The premise of legal abortion is that “a woman should not have to carry something in her womb an instantly longer than she wants to.” Well, this embryo is out of the womb here, so there isn’t that consideration. You have a real human being in your laboratory, without the standard “woman’s choice” excuse for killing it.
So long as the people who manage these laboratories (and in China I suppose that means the state) get to decide which human beings live or die, then other ethical issues seem of less urgent significance.
Plus the fact that I doubt researchers in China have very friendly goals when engaging in this sort of selective breeding.
As others have pointed out, they are probably thinking more in terms of engineering obedient soldiers, etc., to serve the State, than they are in creating healthy self-actualized people.
E: First, the only folks who should be doing any “selecting” are parents. Moral reasoning as to there being “a real human being in your lab” is not settled. Religious views vary. See also my article on The Genetics of Ensoulment.

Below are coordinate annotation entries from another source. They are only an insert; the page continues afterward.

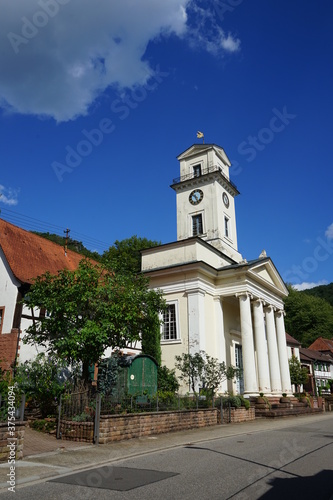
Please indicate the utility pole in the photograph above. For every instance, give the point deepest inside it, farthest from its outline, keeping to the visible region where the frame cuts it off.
(66, 231)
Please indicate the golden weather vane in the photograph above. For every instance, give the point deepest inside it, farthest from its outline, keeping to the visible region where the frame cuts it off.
(200, 135)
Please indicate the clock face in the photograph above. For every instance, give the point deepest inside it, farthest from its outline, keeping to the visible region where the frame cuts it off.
(225, 199)
(195, 196)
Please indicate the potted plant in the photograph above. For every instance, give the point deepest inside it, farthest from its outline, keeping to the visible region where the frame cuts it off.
(262, 401)
(284, 398)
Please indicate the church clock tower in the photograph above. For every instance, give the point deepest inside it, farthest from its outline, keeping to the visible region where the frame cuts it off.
(206, 198)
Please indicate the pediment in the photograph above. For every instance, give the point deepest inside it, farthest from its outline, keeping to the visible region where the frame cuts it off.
(264, 271)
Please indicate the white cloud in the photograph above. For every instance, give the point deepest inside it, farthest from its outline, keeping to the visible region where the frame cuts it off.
(8, 196)
(329, 232)
(305, 285)
(58, 56)
(205, 33)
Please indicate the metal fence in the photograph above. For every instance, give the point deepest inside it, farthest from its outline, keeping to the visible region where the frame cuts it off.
(79, 412)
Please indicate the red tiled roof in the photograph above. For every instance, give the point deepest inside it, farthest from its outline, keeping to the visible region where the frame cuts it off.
(30, 255)
(306, 354)
(291, 340)
(321, 344)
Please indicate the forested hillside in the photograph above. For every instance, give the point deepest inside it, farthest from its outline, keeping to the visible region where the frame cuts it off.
(322, 291)
(308, 316)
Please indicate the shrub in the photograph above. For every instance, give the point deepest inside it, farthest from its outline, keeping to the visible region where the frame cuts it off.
(43, 380)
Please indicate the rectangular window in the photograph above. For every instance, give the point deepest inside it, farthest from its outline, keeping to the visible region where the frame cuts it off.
(226, 227)
(169, 331)
(197, 225)
(197, 170)
(2, 312)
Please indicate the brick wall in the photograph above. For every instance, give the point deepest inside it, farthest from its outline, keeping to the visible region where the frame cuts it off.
(5, 439)
(8, 343)
(77, 431)
(238, 415)
(120, 427)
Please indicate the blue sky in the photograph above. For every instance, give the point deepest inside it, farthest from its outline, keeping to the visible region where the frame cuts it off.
(96, 103)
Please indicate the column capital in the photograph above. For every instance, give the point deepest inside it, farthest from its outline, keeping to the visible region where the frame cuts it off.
(280, 312)
(258, 301)
(243, 294)
(269, 307)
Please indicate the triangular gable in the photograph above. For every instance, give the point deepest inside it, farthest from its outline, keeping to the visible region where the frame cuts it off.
(201, 148)
(265, 271)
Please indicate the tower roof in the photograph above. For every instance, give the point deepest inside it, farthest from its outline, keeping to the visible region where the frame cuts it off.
(200, 148)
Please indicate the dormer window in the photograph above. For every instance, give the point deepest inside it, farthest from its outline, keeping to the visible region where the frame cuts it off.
(197, 170)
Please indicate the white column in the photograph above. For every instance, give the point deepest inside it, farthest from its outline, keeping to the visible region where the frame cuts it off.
(220, 338)
(283, 353)
(249, 369)
(273, 355)
(261, 347)
(196, 321)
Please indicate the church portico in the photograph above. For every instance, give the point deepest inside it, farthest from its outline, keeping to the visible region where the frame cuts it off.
(261, 347)
(273, 355)
(219, 302)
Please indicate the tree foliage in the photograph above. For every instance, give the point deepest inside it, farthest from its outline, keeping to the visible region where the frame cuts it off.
(89, 310)
(323, 292)
(167, 380)
(298, 374)
(43, 380)
(125, 256)
(307, 317)
(201, 369)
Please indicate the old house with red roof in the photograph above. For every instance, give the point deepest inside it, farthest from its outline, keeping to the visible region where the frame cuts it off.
(23, 257)
(323, 345)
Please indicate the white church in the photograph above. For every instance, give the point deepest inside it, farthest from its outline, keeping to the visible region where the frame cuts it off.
(218, 302)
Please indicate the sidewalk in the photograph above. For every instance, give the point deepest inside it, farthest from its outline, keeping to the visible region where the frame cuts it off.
(63, 457)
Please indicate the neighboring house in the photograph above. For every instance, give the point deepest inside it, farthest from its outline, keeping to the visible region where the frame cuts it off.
(293, 347)
(319, 367)
(23, 257)
(323, 345)
(217, 301)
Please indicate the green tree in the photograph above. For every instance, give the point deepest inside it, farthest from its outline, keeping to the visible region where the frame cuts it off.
(298, 374)
(322, 291)
(43, 380)
(307, 317)
(202, 369)
(191, 367)
(125, 256)
(215, 373)
(167, 380)
(90, 309)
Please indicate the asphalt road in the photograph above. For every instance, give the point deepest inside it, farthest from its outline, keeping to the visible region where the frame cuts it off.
(293, 462)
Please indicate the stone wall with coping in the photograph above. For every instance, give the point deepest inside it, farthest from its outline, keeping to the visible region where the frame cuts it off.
(120, 427)
(238, 415)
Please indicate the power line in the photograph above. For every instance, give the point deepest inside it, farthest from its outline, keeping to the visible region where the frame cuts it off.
(33, 224)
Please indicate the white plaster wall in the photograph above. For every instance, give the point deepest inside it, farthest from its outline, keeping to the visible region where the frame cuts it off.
(28, 352)
(8, 293)
(174, 254)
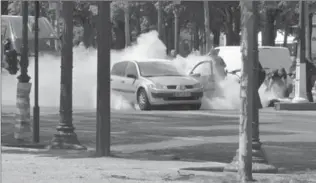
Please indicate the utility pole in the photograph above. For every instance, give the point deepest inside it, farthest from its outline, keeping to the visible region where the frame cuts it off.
(103, 138)
(127, 31)
(176, 13)
(36, 109)
(66, 138)
(23, 122)
(300, 80)
(160, 20)
(207, 26)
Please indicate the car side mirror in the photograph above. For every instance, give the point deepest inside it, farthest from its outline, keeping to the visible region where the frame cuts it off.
(131, 76)
(195, 75)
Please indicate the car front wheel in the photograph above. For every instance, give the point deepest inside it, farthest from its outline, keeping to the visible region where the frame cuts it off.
(143, 101)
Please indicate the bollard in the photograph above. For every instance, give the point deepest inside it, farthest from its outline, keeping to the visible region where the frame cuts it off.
(23, 131)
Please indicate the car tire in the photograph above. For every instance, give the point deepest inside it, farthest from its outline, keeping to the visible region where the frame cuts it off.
(142, 100)
(195, 107)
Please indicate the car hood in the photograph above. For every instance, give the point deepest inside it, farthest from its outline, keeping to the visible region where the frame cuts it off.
(173, 80)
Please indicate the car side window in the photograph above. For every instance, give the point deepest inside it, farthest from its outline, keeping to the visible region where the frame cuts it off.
(204, 69)
(131, 69)
(119, 69)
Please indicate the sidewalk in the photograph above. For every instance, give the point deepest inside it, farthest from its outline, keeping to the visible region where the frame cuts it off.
(52, 166)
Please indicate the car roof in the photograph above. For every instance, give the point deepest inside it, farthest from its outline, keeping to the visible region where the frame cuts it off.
(152, 60)
(144, 60)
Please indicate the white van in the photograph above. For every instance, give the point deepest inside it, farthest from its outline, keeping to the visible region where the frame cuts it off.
(269, 57)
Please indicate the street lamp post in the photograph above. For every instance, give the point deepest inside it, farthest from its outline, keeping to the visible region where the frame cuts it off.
(127, 26)
(160, 19)
(300, 80)
(176, 13)
(23, 123)
(66, 138)
(103, 138)
(36, 109)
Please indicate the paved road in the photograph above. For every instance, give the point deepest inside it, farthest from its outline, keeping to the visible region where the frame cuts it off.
(191, 135)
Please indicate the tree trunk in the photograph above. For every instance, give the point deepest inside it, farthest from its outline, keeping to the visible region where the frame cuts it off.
(87, 32)
(232, 27)
(196, 37)
(103, 139)
(138, 28)
(127, 27)
(268, 32)
(309, 31)
(216, 39)
(66, 138)
(4, 7)
(120, 35)
(246, 93)
(207, 26)
(236, 27)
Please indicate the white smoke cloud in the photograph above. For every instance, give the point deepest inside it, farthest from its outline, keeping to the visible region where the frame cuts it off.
(148, 45)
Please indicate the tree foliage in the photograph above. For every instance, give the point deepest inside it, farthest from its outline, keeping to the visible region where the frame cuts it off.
(224, 17)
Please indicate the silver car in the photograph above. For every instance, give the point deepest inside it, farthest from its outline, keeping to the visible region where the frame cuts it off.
(155, 82)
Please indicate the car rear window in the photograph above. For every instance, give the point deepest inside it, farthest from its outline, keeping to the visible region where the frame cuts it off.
(119, 68)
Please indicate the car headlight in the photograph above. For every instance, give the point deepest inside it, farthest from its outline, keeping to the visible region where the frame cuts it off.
(198, 85)
(157, 86)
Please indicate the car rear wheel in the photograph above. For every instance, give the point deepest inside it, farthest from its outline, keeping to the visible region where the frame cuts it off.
(143, 101)
(195, 106)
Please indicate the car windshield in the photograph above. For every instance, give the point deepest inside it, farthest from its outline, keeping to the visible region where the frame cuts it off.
(152, 69)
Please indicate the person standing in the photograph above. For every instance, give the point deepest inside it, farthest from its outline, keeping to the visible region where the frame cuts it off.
(310, 77)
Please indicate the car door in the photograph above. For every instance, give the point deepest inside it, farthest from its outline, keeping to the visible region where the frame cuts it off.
(204, 72)
(117, 77)
(131, 81)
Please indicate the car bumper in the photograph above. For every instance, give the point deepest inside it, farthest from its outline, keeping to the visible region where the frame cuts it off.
(166, 97)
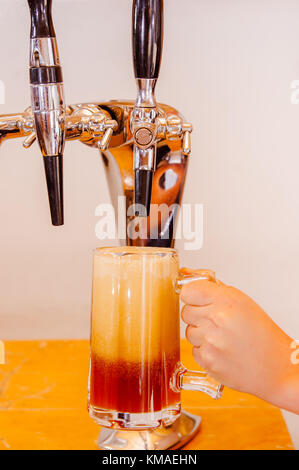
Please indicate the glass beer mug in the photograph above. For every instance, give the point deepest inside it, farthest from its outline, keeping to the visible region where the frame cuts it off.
(135, 373)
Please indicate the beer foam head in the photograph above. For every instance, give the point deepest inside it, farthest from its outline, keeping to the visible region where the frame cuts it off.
(134, 304)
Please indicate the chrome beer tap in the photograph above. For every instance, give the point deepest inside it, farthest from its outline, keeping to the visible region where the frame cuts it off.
(47, 102)
(148, 122)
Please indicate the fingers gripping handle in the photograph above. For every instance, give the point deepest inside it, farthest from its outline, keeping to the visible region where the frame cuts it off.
(183, 378)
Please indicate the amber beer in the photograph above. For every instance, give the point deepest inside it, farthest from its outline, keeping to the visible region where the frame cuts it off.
(135, 345)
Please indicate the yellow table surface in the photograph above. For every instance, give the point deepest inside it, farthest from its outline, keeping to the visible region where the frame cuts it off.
(43, 389)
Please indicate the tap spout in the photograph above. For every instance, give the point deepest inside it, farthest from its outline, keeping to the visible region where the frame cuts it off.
(47, 101)
(147, 51)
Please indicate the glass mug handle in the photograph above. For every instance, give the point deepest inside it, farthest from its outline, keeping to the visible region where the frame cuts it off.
(185, 379)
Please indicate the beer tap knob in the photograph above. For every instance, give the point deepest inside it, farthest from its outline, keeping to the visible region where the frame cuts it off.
(29, 140)
(147, 50)
(47, 102)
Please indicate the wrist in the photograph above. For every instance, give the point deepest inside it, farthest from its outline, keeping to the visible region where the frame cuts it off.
(285, 392)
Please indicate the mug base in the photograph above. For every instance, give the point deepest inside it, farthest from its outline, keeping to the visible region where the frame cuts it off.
(163, 438)
(135, 421)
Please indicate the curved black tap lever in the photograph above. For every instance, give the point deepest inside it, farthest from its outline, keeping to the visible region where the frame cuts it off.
(47, 101)
(147, 41)
(147, 37)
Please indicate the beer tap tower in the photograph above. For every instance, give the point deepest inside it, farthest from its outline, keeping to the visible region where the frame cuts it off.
(144, 146)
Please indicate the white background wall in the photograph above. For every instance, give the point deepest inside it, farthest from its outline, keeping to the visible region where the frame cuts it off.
(228, 66)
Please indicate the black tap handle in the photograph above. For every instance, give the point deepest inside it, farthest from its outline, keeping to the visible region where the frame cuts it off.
(41, 19)
(147, 37)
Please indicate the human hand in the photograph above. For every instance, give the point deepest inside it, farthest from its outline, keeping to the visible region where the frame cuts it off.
(237, 343)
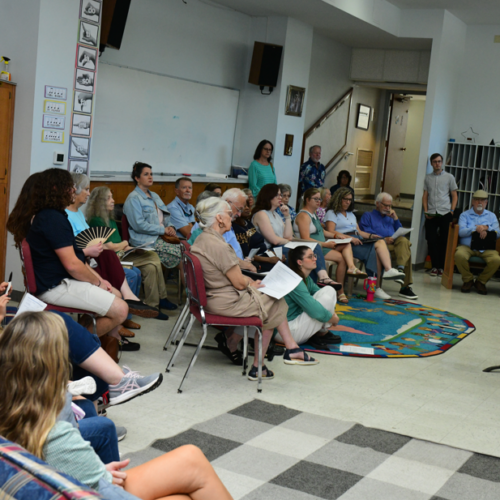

Why bring religion into this?
What species does the embryo belong to?
Is it alive?
What business does anyone – including parents – have in killing a living human being? Has it been convicted of a capital crime? Is it pointing a gun at someone?
And of course there’s this prolife Stephanie Slade essay from Reason in 2015, with a link to an intra-libertarian abortion debate in which you took part –
https://bit.ly/2TXRSQq
E: The fact that all people were once embryos does not necessarily imply that embryos are people. If you go to Google Scholar you will see that the debate over embryonic personhood is largely motivated by religious considerations.
And the abolitionist movement was accused of “blind New England Puritan fanaticism.” But whether they were from New England or not, Puritans or not, doesn’t affect whether African slavery is OK.
A government which picks and chooses which living human beings are persons, and which are lives unworthy of life, is an arbitrary government.
First, the only folks who should be doing any “selecting” are parents.
The same parents that should be the only ones “selecting” whether their kids get vaccinated or not? Asking for a friend.